Justice Brett Kavanaugh took no part in the ruling because the appeal had come from his former court.
Image: US-FCC
Net neutrality supporters protest in Washington on Dec. 7, 2017.Andrew Caballero-Reynolds / AFP - Getty Images file

The U.S. Supreme Court on Monday declined an appeal to examine Obama-era net neutrality rules that had been cheered by open internet advocates.

Several major internet providers sought to throw out a 2016 ruling by the U.S. Court of Appeals for the D.C. Circuit in favor of net neutrality rules that require internet service providers to offer equal access to all web content.

Those rules were put in place by the Federal Communications Commission under President Barack Obama, but have since been rolled back under the administration of President Donald Trump.

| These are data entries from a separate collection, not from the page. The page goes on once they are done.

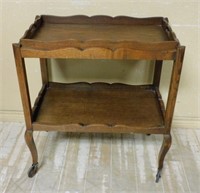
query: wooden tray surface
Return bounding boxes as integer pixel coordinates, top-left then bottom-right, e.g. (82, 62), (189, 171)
(20, 15), (179, 50)
(33, 83), (164, 132)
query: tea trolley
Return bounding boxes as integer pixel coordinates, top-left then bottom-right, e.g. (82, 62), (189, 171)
(13, 15), (185, 182)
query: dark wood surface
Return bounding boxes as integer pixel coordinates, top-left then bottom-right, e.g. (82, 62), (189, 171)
(20, 16), (179, 50)
(34, 83), (164, 132)
(13, 15), (185, 179)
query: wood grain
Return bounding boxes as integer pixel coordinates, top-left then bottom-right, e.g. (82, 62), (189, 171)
(33, 83), (164, 132)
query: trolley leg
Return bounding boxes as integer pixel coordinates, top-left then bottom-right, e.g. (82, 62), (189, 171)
(25, 130), (38, 178)
(156, 134), (172, 183)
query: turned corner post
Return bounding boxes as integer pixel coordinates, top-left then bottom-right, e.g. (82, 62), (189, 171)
(13, 44), (32, 129)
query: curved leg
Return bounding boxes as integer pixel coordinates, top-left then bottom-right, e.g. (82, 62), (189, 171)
(156, 134), (172, 182)
(25, 130), (38, 178)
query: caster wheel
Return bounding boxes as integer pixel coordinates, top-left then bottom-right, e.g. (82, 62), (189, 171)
(28, 163), (38, 178)
(156, 170), (161, 183)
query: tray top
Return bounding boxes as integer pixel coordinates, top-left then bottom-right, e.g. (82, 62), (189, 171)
(20, 15), (179, 50)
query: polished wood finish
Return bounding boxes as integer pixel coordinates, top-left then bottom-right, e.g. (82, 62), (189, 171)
(13, 15), (185, 182)
(33, 83), (164, 133)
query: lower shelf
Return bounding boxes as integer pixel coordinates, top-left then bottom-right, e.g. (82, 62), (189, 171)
(33, 83), (164, 133)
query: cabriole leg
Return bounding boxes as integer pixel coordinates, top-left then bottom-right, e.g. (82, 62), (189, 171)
(156, 134), (172, 182)
(25, 130), (38, 178)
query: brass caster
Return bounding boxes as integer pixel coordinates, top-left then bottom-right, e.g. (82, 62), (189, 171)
(28, 163), (38, 178)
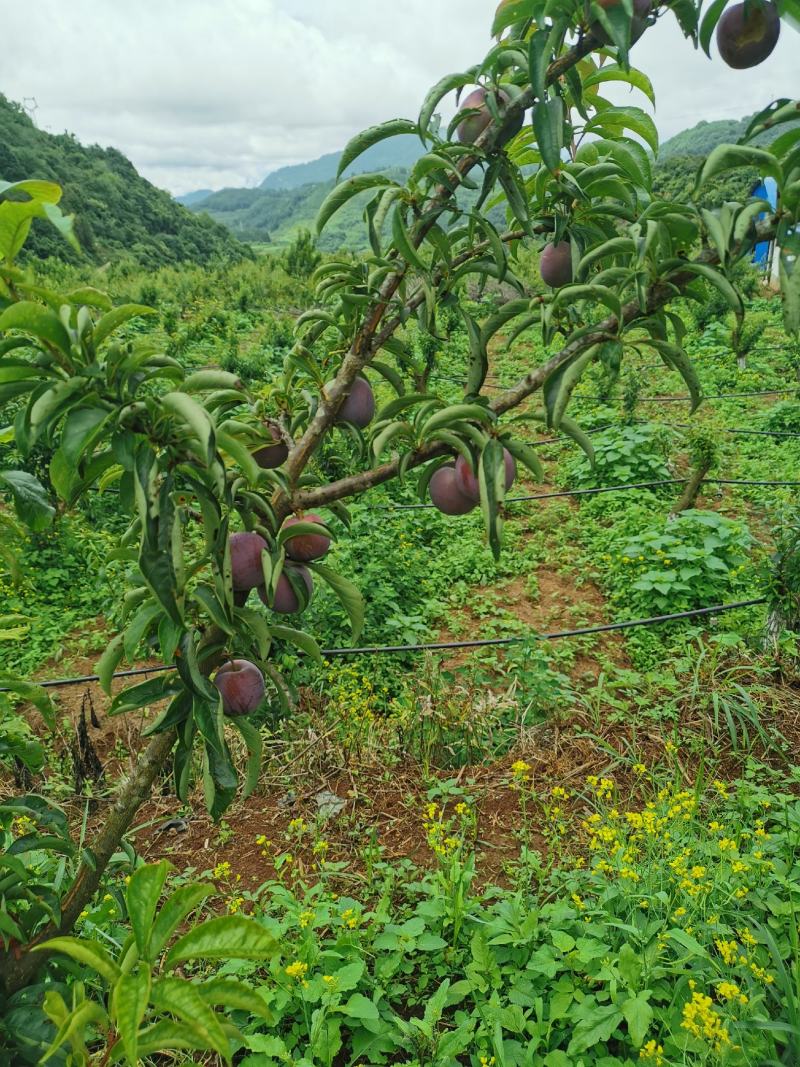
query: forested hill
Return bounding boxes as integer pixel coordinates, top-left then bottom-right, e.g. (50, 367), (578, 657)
(0, 94), (247, 267)
(187, 117), (776, 251)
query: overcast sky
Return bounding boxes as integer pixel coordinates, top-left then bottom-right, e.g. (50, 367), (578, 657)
(0, 0), (800, 193)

The Supreme Court's decision leaves in place the previous Circuit Court ruling that found the FCC acted legally in passing its net neutrality rules.

Gigi Sohn, a former lawyer at the FCC who is now a fellow at the Georgetown Law Institute for Technology, Law and Policy, said the ruling was significant because the Circuit Court ruling helped form the basis of a variety of legal challenges leveled at the FCC's repeal of the rules.

"The FCC and industry had argued that because the Trump FCC has repealed the 2015 rules, the 2016 decision was moot, and the Supreme Court should wipe it from the books," Sohn said in an email. "Now that the Supreme Court has refused to do so, parties challenging the 2017 net neutrality repeal order can continue to rely on that 2016 decision, which provides strong support for their argument that the 2017 repeal is contrary to law."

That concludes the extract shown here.